In the example above with the remittance operator, if the Ripple network cannot establish this chain of trust then XRP tokens can be used in exchange. The payment gateway will provide a price for the transaction in XRP.
Although acting as a currency of last resort is one of the purposes of the XRP token, there are a number of other advantages that make transacting with XRP so much more efficient.
XRP transactions will settle in less than 4 seconds. Hence, when it is sent on the network, the ownership of the asset changes hands almost instantaneously. This is unlike Bitcoin transactions which tend to take a few hours currently. You can see a comparison in the image below of transactions per second.

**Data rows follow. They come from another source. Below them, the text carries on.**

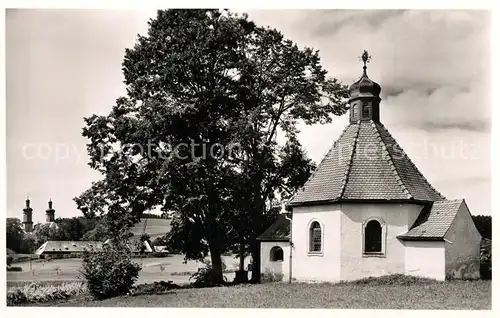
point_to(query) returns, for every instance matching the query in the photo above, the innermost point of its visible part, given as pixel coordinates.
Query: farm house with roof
(368, 211)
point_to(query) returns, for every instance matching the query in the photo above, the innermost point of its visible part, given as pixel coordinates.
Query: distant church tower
(50, 213)
(28, 217)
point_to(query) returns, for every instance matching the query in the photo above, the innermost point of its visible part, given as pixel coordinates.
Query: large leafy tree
(280, 86)
(207, 93)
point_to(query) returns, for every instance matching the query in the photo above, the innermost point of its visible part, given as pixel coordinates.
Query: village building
(368, 211)
(71, 249)
(28, 219)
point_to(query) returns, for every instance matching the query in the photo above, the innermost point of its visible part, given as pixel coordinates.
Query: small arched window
(276, 254)
(315, 237)
(373, 237)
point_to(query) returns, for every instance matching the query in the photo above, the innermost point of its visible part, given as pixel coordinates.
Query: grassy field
(68, 269)
(436, 295)
(154, 227)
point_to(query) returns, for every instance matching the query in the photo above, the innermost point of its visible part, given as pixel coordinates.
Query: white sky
(433, 66)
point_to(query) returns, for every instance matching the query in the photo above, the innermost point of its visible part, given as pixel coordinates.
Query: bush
(268, 276)
(205, 276)
(36, 292)
(154, 288)
(109, 272)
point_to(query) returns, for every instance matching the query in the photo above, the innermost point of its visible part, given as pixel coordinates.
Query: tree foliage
(14, 232)
(208, 93)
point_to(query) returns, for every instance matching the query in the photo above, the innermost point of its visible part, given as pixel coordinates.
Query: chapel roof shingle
(434, 221)
(365, 163)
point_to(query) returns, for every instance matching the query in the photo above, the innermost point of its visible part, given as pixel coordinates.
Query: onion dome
(364, 87)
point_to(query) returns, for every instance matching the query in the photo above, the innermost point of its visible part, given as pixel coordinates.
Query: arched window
(276, 254)
(315, 237)
(373, 231)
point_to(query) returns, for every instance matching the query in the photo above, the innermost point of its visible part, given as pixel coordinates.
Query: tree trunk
(242, 256)
(215, 257)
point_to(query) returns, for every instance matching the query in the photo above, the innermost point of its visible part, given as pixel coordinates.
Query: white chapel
(368, 211)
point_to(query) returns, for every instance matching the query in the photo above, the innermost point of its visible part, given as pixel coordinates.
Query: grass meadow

Moreover, because Ripple is a digital asset with particular verifiable properties, it cannot be “faked” in any degree. This means that there is an inherent trust in the Ripple network. There were also only 100 billion XRP that were ever created. As per the Ripple Protocol, no more XRP can ever be produced or “mined”.
The Tip of The Ice Berg
The potential for Ripple to considerably impact on the nature of the global financial system cannot be understated.

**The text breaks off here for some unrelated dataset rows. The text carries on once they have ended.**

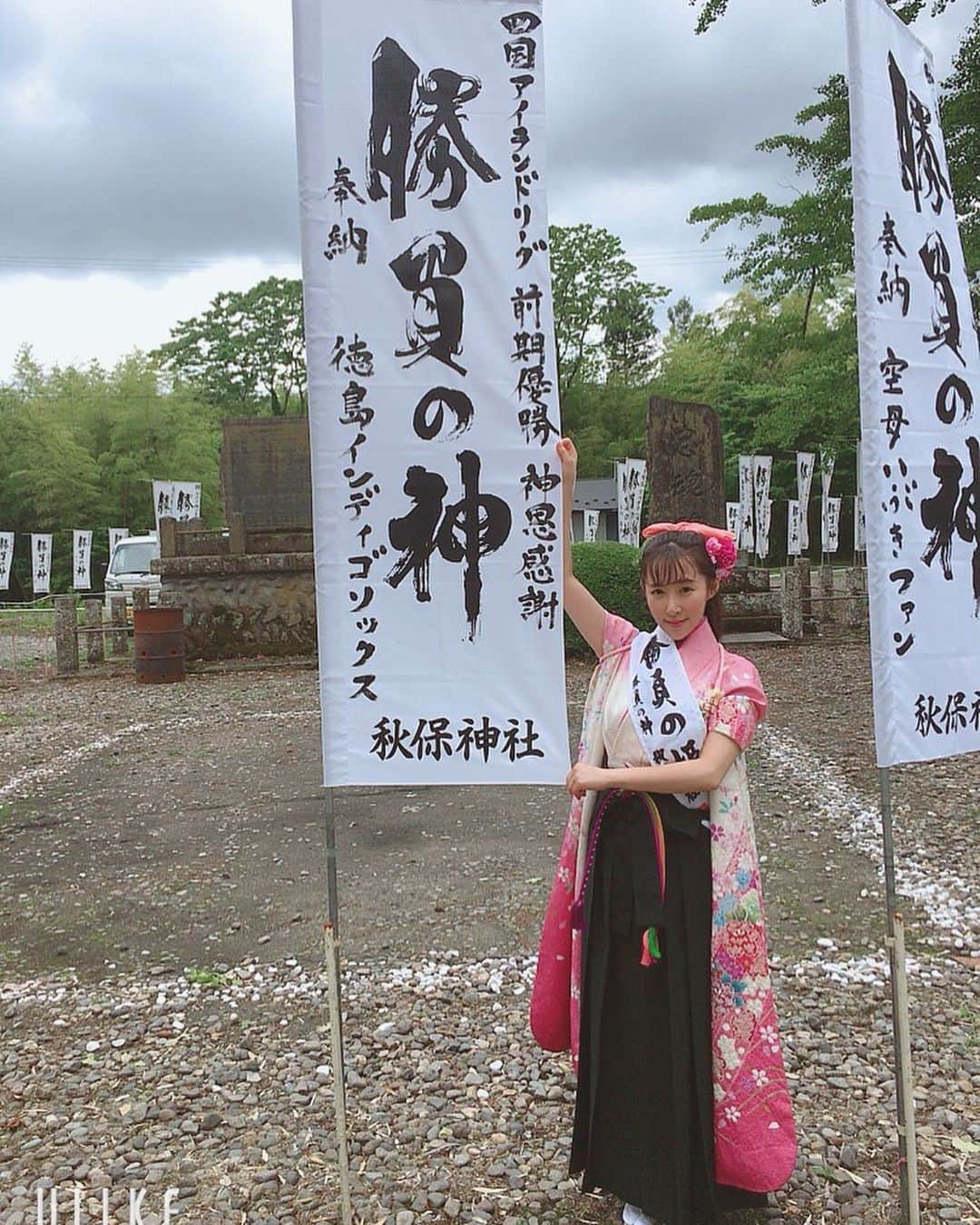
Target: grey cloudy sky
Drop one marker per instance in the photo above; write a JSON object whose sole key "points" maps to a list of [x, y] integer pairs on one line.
{"points": [[149, 156]]}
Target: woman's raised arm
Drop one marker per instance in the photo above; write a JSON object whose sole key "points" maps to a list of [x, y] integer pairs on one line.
{"points": [[585, 612]]}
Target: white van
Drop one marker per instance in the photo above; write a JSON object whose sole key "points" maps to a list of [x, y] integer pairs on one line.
{"points": [[129, 569]]}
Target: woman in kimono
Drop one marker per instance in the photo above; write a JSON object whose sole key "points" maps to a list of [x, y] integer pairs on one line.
{"points": [[653, 965]]}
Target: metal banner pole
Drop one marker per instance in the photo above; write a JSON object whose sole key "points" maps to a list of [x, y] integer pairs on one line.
{"points": [[908, 1161], [332, 952]]}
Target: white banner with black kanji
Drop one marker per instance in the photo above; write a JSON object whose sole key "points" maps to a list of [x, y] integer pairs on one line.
{"points": [[920, 377], [41, 563], [433, 391]]}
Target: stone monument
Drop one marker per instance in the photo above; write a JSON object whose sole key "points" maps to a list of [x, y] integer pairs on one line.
{"points": [[266, 472], [685, 462]]}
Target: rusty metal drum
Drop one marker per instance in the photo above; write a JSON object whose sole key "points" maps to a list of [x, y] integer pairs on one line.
{"points": [[158, 644]]}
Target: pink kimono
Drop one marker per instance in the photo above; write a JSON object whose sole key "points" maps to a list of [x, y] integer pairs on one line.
{"points": [[755, 1141]]}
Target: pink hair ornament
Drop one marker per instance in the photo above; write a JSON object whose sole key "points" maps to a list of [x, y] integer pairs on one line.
{"points": [[720, 543]]}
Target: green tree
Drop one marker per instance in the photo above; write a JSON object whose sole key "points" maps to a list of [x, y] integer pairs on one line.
{"points": [[603, 310], [79, 448], [774, 388], [245, 350], [808, 242], [961, 125]]}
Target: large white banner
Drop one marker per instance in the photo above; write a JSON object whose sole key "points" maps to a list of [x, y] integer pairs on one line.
{"points": [[804, 483], [631, 485], [920, 377], [433, 391], [746, 503], [41, 564], [177, 499], [81, 560], [6, 559]]}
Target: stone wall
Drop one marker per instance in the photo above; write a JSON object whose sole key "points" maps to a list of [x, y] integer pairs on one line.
{"points": [[244, 605]]}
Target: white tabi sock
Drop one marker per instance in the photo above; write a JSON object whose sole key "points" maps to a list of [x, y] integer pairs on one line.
{"points": [[632, 1215]]}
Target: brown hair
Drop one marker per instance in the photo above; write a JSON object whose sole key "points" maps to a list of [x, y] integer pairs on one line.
{"points": [[672, 556]]}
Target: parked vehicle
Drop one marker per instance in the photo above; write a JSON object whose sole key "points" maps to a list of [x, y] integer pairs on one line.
{"points": [[129, 569]]}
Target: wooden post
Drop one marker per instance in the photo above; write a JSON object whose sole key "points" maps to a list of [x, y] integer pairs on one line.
{"points": [[66, 634], [93, 622], [854, 584], [118, 619]]}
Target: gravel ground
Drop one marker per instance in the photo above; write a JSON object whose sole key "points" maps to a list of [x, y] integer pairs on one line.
{"points": [[164, 1011]]}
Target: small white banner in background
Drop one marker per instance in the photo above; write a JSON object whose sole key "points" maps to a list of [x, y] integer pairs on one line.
{"points": [[41, 564], [920, 382], [177, 500], [631, 485], [81, 560], [434, 409], [762, 475], [859, 524], [6, 559], [794, 529], [763, 522], [746, 503], [115, 535], [805, 461], [832, 525]]}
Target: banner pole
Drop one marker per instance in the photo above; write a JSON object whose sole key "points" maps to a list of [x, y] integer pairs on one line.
{"points": [[332, 952], [908, 1161]]}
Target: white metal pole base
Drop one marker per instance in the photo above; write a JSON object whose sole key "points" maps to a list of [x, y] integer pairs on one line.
{"points": [[332, 951]]}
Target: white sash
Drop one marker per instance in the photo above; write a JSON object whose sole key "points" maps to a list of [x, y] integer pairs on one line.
{"points": [[665, 713]]}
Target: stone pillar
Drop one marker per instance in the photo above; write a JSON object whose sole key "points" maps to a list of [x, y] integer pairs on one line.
{"points": [[93, 622], [802, 566], [118, 620], [793, 603], [855, 610], [168, 536], [237, 534], [759, 578], [823, 591], [66, 634]]}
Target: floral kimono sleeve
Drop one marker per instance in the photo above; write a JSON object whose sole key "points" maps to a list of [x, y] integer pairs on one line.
{"points": [[740, 704], [616, 632]]}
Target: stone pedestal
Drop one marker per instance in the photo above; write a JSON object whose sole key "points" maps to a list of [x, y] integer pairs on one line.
{"points": [[802, 566], [244, 605], [823, 591], [793, 603], [118, 620], [855, 608], [66, 634], [95, 646]]}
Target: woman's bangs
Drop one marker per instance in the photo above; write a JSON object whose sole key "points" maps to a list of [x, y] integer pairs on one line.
{"points": [[668, 564]]}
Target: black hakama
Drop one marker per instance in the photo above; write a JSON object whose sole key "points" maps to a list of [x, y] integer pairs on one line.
{"points": [[643, 1110]]}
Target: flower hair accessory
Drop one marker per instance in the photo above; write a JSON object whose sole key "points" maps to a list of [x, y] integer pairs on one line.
{"points": [[720, 544]]}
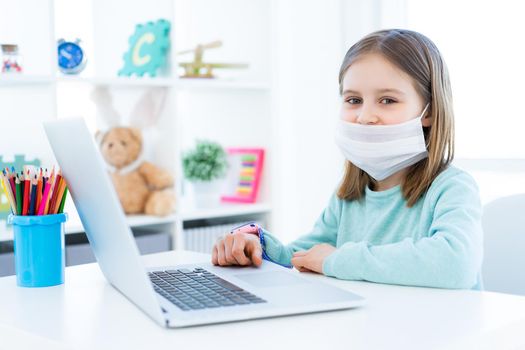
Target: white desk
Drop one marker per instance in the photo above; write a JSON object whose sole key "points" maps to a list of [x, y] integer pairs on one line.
{"points": [[87, 313]]}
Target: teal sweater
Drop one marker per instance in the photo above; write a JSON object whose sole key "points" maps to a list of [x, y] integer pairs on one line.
{"points": [[436, 243]]}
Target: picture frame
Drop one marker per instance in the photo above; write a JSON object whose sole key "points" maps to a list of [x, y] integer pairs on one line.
{"points": [[244, 175]]}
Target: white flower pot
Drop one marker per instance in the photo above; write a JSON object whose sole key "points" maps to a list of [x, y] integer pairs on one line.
{"points": [[207, 194]]}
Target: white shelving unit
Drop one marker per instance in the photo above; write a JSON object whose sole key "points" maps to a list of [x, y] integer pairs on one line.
{"points": [[235, 109]]}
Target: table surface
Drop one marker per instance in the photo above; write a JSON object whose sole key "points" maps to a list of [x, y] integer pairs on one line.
{"points": [[87, 313]]}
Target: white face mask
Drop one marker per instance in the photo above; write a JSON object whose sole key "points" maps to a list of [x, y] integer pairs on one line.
{"points": [[382, 150]]}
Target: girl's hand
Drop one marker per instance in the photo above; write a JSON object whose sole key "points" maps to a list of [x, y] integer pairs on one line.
{"points": [[237, 249], [312, 260]]}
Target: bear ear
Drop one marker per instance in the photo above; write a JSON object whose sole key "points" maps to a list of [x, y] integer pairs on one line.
{"points": [[136, 133], [148, 108], [105, 110], [99, 137]]}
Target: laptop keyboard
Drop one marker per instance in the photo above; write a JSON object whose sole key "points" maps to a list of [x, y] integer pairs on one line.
{"points": [[199, 289]]}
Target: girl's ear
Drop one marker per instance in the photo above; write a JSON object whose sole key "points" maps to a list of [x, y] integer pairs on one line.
{"points": [[426, 121]]}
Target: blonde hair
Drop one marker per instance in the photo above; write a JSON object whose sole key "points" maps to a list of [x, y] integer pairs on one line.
{"points": [[417, 56]]}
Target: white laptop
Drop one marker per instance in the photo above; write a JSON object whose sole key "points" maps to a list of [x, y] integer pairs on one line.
{"points": [[182, 295]]}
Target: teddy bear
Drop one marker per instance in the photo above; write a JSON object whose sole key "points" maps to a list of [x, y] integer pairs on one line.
{"points": [[142, 187]]}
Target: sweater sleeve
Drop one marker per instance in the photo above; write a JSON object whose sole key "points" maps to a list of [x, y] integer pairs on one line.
{"points": [[449, 256], [324, 231]]}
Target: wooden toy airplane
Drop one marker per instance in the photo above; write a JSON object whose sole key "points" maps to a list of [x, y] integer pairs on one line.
{"points": [[200, 69]]}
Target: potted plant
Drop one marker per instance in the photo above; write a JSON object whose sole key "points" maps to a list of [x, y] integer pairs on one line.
{"points": [[205, 168]]}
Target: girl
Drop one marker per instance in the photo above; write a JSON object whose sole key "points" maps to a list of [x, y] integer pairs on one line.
{"points": [[401, 214]]}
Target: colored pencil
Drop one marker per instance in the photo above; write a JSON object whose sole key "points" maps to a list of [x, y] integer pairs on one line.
{"points": [[8, 193], [44, 180], [32, 204], [56, 188], [51, 181], [18, 195], [45, 196], [38, 191], [58, 200], [63, 202], [27, 187]]}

For example, one concept that Ripple is trying to disrupt is that of “Nostro Banks”. These are essentially bank accounts that are held by other banks in a foreign currency. They are kept there in order to facilitate foreign exchange payments.
Ripple views this as a wasted resource that they want to free up. They aim to be a global marketplace for these accounts so that the banks and foreign exchange participants can offer up this “float” for use by others.
It will also allow the money to be sent from a local provider which means that international businesses will not have to deal with costly and slow SWIFT payments.
Ripple also aims to shake up the largest market in the world, that of the foreign exchange market. With over $5 trillion dollars being transacted every day, this is indeed a worthwhile target.
They are aiming to achieve this with the creation of the XRP payment channel. This was announced recently by the company as they released a number of new features that improve their Ledger and XRP Interledger Protocol.
This will allow transaction throughput to increase to tens of thousands of transactions per second which brings eventual scalability to the level of Visa. This will allow people to send money across borders as quickly as they are able to swipe a credit card.
Ripple has also started to make a number of important relationships with companies such as banks and money remittance companies. These players are increasingly aware of tremendous potential in the blockchain.
What makes Ripple so different from other crypto currencies such as Bitcoin is that it does not aim to create a completely decentralised world where banks and financial institutions are not needed.
The developers behind Ripple understand that financial institutions and governments will always be a part of our life. However, they want to work with global institutions to make business as smooth, effortless and quick as possible.